The UK-based company said it had received final consent from the UK's Department for Business, Energy & Industrial Strategy (BEIS) for a shale gas exploration well at its Preston New Road site in Lancashire, a county in northwest England. Cuadrilla said it was currently in the process of applying for a second fracking permit from BEIS for a second exploration well at the same site.

"This is a testament to, and underpinned by, our strong track record of running a world class shale gas exploration site at Preston New Road, in compliance with robust health, safety, environmental and planning regulations," said CEO Francis Egan. He said a second permitted well would "make a major contribution to reducing the UK’s gas imports and improving our environment and economy."
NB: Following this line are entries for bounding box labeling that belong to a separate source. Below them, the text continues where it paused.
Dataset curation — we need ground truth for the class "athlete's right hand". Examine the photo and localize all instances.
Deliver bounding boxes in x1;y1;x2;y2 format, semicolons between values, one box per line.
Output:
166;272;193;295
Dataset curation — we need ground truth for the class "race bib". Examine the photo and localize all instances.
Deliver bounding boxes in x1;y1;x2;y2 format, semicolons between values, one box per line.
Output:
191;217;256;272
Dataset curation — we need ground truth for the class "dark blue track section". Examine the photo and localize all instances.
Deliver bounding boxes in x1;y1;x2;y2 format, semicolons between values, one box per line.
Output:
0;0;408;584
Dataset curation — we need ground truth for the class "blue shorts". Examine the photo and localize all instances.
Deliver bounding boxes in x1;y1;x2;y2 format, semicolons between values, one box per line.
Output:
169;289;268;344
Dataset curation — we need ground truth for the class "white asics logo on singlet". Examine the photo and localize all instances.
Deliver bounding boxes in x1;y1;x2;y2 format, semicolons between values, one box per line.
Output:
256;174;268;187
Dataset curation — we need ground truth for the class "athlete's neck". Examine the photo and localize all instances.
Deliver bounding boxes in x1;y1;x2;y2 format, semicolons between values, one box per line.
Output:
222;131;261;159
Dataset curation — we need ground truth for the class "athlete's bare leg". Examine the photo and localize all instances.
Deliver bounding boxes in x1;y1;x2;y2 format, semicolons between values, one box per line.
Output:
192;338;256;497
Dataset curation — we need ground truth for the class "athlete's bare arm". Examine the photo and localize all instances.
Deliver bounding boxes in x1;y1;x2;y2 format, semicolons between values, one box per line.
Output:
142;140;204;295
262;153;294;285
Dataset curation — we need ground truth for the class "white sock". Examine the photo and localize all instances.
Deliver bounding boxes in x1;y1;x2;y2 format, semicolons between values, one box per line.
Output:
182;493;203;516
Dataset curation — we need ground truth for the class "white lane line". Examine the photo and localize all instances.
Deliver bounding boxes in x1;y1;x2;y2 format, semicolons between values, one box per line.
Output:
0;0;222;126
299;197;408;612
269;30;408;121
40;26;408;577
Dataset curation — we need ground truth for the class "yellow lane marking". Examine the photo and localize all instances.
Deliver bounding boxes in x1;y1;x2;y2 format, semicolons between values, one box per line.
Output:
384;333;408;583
Cuadrilla drilled the first well at Preston New Road in April, while the second was drilled earlier this month. The first targeted the Lower Bowland Shale and was drilled to a depth of 2,300 meters (7,546 feet) with an 800-meter (2,625-foot) lateral. The second targeted the Upper Bowland Shale at a depth of 2,100 meters (6,890 feet) with a 750-meter (2,461-foot) lateral. The company plans to run initial flow tests at both wells for about six months.

Cuadrilla's drilling plans suffered a setback after the local government in Lancashire denied an application in June 2015 to drill eight test wells -- four at Preston New Road and another at Roseacre Wood. But one month later, the UK government announced plans to "fast-track" applications to develop the country's onshore resources. By year's end it had awarded 159 onshore licenses for oil and gas drilling, of which Cuadrilla had received 16.

The UK government overruled Lancashire's decision to deny Cuadrilla's four permits at Preston New Road in October 2016, but it declined to overrule the decision on the four wells at Roseacre Wood. London proposed relaxing planning rules for onshore unconventional oil and gas development in May.